27. Therefore, the contention of Mr. M. K. Nambiar that acceptance in this case is not necessary cannot be accepted. It follows that the second contention of Mr. M. K. Nambiar also fails. Even otherwise, the second contention has to fail, because if once acceptance is necessary, in this case it is the mother, namely, the first defendant, who has accepted the gift and certainly she is not a person having the custody of the minor at the relevant time because there is a clear recital in Ext. B1 which has been already referred to by me to the effect. (xxx) which shows that the minor was not even in the custody of the mother, the first defendant. 28. To conclude, I am in agreement with the view of both the lower courts that the gift under Ext.

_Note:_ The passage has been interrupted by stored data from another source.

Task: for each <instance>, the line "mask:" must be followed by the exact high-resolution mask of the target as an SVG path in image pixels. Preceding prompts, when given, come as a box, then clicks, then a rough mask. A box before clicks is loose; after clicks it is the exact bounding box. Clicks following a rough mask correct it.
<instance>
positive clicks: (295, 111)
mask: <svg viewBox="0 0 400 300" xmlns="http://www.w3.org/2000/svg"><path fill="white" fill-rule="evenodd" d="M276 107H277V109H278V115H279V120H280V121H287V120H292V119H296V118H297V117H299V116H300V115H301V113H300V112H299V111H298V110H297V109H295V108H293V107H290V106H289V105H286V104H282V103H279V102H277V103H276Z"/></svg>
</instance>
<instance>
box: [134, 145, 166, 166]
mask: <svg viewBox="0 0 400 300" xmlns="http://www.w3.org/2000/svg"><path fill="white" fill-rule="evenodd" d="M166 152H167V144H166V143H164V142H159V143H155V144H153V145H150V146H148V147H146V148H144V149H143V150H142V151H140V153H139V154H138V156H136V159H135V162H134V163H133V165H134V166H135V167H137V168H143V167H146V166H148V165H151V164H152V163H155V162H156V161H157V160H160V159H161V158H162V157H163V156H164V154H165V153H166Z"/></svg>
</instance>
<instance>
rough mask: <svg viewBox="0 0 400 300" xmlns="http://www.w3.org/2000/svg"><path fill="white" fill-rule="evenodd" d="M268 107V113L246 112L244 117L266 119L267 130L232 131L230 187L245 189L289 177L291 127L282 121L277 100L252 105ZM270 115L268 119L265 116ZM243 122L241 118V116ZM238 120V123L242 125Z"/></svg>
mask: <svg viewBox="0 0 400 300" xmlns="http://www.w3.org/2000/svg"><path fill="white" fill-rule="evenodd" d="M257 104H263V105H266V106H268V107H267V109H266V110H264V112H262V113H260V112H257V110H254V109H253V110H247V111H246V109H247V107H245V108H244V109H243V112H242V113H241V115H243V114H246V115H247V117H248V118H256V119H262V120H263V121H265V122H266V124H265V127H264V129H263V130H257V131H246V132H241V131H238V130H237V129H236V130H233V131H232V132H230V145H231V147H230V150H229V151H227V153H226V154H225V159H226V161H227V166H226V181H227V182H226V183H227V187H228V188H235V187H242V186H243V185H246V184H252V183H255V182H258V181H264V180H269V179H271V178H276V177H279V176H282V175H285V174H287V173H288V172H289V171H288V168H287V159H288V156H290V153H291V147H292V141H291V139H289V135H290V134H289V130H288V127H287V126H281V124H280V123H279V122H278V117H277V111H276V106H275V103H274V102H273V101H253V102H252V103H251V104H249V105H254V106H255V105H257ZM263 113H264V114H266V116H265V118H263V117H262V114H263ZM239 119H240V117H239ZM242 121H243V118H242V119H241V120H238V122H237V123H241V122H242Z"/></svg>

B1, is not valid under Mohammedan Law inasmuch as the acceptance and taking possession of the properties under the gift deed, is by the first defendant, who is not competent to do so in Mohammedan law on behalf of the minor donee, and as such the gift deed is not binding on the plaintiff. No doubt, it is a hard case that the donee does not get the benefit of the gift by her husband, but it cannot be helped in view of the rigour of Mohammedan law, which does not admit of any exception except in very special cases. 29. The second appeal fails and is dismissed with costs of the plaintiff respondent. No leave.